In the plasma display device to which the present invention is applied, the overall configuration and operation state except for the blocking film 10 are the same as in the prior art, and the description of the other configurations will be omitted and the same reference numerals will be given.

4 shows a structure in which the blocking film 10 is formed in the vertical direction between the partition walls 3 according to the present invention, and the blocking film 10 is formed at the boundary of the discharge space formed by the discharge between the sustain electrode pairs 6. And the phosphor 5 is applied thereon.

The structure of the barrier film 10 of the present invention increases the coating area of the phosphor 5 of the unit cell as the phosphor 5 is applied not only to the partition wall 3 but also to the barrier film 10, which is the brightness and efficiency of the PDP. Will improve.

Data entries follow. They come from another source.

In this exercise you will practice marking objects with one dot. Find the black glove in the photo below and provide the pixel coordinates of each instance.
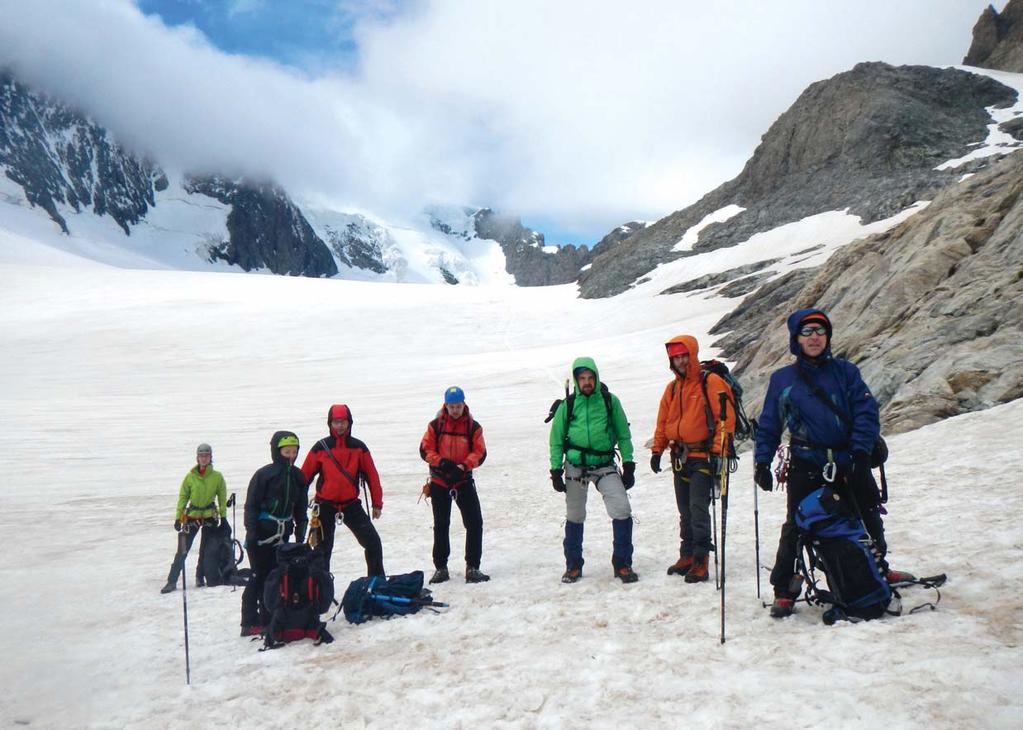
(447, 465)
(629, 474)
(558, 480)
(861, 484)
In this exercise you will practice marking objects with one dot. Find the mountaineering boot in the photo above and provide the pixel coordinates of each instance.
(572, 575)
(681, 566)
(698, 573)
(895, 577)
(621, 552)
(573, 546)
(440, 576)
(475, 575)
(626, 575)
(782, 607)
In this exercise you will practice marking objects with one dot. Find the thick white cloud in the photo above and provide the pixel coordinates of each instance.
(585, 111)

At the same time, as shown in FIG. 5, the blocking film 10 reduces visible light spreading to adjacent cells and collects them in the center of the discharge space, thereby reducing the discharge voltage and preventing mis-discharge. As the distance can be reduced, it is possible to realize the PDP implementation of high resolution.

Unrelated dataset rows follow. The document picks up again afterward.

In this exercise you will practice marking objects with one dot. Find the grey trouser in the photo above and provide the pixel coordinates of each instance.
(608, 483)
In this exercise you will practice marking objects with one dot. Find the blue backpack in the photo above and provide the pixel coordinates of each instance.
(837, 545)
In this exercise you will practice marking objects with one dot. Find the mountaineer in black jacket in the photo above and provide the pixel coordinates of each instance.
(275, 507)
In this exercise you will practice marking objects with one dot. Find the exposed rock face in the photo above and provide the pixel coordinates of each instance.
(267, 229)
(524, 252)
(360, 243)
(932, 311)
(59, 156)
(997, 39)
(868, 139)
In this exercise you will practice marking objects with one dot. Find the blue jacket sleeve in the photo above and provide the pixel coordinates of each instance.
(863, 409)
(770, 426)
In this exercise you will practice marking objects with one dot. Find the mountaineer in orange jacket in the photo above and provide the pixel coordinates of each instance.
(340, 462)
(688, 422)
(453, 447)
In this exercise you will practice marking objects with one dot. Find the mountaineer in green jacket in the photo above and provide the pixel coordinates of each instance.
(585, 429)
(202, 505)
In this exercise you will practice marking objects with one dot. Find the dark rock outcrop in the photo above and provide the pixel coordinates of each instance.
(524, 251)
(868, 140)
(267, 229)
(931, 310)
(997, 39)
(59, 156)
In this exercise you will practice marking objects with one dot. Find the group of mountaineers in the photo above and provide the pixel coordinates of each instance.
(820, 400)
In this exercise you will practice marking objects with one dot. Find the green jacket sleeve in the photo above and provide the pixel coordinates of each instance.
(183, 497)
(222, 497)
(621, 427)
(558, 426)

In addition, if the height of the barrier film 10 is raised to the same height as the partition wall 3, the flow of gas does not flow smoothly inside the panel during the gas injection / exhaust process during the manufacturing process of the PDP, thereby increasing the process time. The barrier film 10 is to be formed at an appropriate height lower than (3).

As described above, the present invention increases the phosphor coating area of the entire unit cell, decreases the discharge voltage by reducing the loss of charged particles, and prevents mis-discharge between adjacent cells. This has the effect of enabling refinement.

Claims (3)

A sustain electrode, a dielectric layer, and a protective layer are sequentially formed on a first substrate of two substrates coupled in parallel, and an address electrode is arranged in a direction crossing the sustain electrode on a second substrate, and between the first and second substrates. In the plasma display panel structure is formed with a stripe-type partition wall for separating the discharge space, A barrier rib structure of a plasma display device, characterized in that a barrier layer intersecting the barrier rib is formed between the barrier ribs. The method of claim 1, And the blocking layer is formed to have a height lower than that of the barrier rib. The method of claim 1, A partition structure of a plasma display device, characterized in that the phosphor is coated on the outer wall or sidewall of the blocking film.